Benchmarks on the full eval paragraph across 8 voices, 5 isolated runs per config.

x86 (FBGEMM, ubuntu-latest GitHub Actions runner)

Config Runtime Memory RTS Speedup vs Baseline
baseline 450 MB 3.17x --
attention_ffn (default) 234 MB 4.04x 1.27x
all 206 MB 4.01x 1.26x

ARM (QNNPACK, Apple M4 MacBook Air, torchao backend)

Config Runtime Memory RTS Speedup vs Baseline
baseline 450 MB 6.33x --
attention_ffn (default) 234 MB 7.76x 1.23x

With the torch.ao fallback (torch 2.5-2.9), ARM performance is ~16% slower than baseline rather than faster.
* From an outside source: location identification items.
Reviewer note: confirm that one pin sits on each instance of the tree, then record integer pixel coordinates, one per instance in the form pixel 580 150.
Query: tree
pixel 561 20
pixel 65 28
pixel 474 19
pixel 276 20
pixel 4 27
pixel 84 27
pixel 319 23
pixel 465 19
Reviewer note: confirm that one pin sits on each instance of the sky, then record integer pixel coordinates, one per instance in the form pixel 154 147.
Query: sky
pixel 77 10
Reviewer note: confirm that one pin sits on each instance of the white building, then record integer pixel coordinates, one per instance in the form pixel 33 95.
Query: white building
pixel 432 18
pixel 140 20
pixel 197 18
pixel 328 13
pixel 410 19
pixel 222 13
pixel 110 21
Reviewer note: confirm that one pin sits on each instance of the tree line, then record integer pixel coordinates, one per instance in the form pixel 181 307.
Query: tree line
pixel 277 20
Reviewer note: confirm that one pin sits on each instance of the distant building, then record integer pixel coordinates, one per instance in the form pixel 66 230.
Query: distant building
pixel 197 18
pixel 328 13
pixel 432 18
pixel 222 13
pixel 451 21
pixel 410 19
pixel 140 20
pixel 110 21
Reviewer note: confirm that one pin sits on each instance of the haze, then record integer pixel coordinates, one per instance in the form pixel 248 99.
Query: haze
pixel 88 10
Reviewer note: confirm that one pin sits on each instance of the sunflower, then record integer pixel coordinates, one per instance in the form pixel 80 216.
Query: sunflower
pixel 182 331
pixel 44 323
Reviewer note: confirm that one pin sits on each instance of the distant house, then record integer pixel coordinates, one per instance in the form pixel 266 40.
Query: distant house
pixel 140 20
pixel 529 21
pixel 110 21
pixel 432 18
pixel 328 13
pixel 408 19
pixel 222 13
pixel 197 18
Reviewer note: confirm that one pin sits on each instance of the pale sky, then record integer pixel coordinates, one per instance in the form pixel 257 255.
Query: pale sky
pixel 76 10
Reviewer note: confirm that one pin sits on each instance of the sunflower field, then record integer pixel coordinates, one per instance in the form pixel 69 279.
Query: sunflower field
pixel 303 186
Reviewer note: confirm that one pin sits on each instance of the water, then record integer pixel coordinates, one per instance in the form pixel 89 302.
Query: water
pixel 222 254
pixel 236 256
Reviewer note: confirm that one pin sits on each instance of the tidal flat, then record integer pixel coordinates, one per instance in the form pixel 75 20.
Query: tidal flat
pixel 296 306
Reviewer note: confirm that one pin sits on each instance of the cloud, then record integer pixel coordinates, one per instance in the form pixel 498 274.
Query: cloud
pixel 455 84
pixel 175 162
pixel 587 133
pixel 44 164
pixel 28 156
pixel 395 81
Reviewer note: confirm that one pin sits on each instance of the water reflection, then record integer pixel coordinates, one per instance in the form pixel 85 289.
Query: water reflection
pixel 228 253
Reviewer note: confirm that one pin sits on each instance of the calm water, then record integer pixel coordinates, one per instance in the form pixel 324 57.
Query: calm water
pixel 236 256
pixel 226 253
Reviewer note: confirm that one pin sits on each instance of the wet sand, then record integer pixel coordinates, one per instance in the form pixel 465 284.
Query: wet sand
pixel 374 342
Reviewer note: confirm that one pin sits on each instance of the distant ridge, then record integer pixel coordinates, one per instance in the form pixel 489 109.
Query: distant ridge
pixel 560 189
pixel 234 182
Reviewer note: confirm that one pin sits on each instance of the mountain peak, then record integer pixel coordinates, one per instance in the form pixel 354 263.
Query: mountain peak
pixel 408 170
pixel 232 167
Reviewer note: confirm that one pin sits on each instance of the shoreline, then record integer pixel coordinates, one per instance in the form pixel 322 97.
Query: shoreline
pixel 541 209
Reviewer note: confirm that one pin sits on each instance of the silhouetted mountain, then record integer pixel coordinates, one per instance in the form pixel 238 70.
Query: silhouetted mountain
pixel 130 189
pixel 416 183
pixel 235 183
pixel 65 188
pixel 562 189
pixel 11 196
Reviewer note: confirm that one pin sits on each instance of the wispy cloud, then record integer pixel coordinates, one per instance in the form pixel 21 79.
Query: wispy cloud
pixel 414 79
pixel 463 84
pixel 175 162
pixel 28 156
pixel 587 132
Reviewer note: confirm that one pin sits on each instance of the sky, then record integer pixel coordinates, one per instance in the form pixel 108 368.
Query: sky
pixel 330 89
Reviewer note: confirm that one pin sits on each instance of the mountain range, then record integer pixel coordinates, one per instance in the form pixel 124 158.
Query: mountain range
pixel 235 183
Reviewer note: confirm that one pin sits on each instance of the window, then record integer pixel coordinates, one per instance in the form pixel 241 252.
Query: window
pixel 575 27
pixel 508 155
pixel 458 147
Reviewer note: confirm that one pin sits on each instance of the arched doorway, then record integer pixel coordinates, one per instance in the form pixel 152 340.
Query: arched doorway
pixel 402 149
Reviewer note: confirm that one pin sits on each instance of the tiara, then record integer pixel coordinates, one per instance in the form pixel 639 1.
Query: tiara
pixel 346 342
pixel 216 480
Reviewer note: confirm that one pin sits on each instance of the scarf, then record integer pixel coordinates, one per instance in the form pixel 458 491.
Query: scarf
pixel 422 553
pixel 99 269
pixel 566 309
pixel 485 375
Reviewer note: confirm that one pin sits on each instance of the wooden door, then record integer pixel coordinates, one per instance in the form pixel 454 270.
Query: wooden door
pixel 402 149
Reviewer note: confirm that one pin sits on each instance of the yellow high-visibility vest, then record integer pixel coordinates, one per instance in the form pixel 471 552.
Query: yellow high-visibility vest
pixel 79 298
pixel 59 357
Upgrading to torch 2.10+ with torchao is recommended for ARM users.

Quality

Quantization has no measurable impact on speech quality:

  • WER (Word Error Rate): WER delta for the default attention_ffn config is −0.022 ±0.032 - the ± range crosses zero, meaning the delta is indistinguishable from measurement noise.
  • Subjective listening: no audible difference across all 8 voices

What gets quantized

When quantize=True, the following layer groups in the FlowLM transformer are quantized to int8:

Group Params Description
attention ~25M Q/K/V/output projections in transformer layers
ffn ~50M Feed-forward linear layers in transformer layers

The flow matching network (flow_net, ~7M params) and the Mimi VAE decoder (convolutional) remain in float32.